Over the holidays, one of my youth parents told me that she once cooked an entire Thanksgiving dinner using only crock pot recipes. I found that inspiring, because the crock pot has always seemed a little bit daunting (even though every working person alive assures me it's the easiest way to cook!) So, since we still don't have an oven, I thought I'd give it a go. And since we had a bunch of red potatoes leftover from last week, I decided to make potato soup. I searched until I found a recipe written at a beginner level, with a short ingredient list and pictures.
I have to report that "everyone else" was right. Using the crock pot was extremely easy...and that's coming from someone who once burned a frozen dinner! Jordan took a bite, and made a face that I'd never seen before. "What's wrong?" I asked.

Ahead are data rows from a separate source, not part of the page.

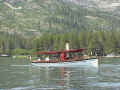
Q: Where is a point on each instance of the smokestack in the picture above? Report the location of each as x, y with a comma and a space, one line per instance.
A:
67, 45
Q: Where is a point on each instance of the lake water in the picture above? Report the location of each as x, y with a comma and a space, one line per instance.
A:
21, 75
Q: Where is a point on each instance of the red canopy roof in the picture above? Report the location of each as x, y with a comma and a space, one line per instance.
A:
58, 52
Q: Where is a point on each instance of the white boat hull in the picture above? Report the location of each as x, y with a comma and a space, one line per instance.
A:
91, 62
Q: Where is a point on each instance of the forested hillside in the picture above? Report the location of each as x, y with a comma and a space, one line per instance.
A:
30, 25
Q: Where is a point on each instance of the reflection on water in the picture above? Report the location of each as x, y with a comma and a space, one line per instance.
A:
19, 74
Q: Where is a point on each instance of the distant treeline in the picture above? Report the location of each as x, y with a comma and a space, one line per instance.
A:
14, 44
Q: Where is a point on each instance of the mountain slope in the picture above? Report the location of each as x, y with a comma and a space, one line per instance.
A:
33, 17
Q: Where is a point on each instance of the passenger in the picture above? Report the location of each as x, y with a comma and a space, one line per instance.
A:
47, 59
62, 57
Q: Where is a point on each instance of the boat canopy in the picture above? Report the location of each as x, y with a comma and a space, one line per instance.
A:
58, 52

"This is the best thing you've ever cooked!" he said.
I know that might not be saying much...or maybe it's saying a WHOLE LOT!!
Crock Pot Red Potato Soup
Time: 20 minutes in the morning, 8 hours in the crock pot, 20 minutes in the evening
Servings: 4
You definitely need these ingredients:
- red potatoes (approx. 2 pounds)
- 1 can of chicken broth
- 1 cup of half & half
Optional add-ins:
- sliced green onions (approx. 2 stalks for the soup itself, and some extra for garnish. The original recipe calls for 1/4 a regular onion in the soup instead.)
- salt & pepper
- Any other neutral vegetables that you have lying around (i.e. mushrooms, celery)
- Garnish: bacon bits, shredded cheese, sour cream, green onions, etc.
Wash and skin the red potatoes...but don't be too militant about it. The skins add texture, flavor, and nutrients, so leave some on. Cut the potatoes into small cubes, and place in crock pot. Add chicken broth, green onions, and salt and pepper. If you want to add any other vegetables, you can do that too (I added a few chopped mushrooms). Cook on low for 8 hours.
In the evening:
Don't freak out when you look at your mixture and it doesn't look like soup yet. It will! Mash it up to your desired level of lumpiness using a potato masher, or if you don't have one, a spoon. (Guess which one I used?? :)) Add the half and half. Cook on high for 20 minutes. Garnish as desired (we added green onions and cheese, and served with crusty bread). Eat and enjoy!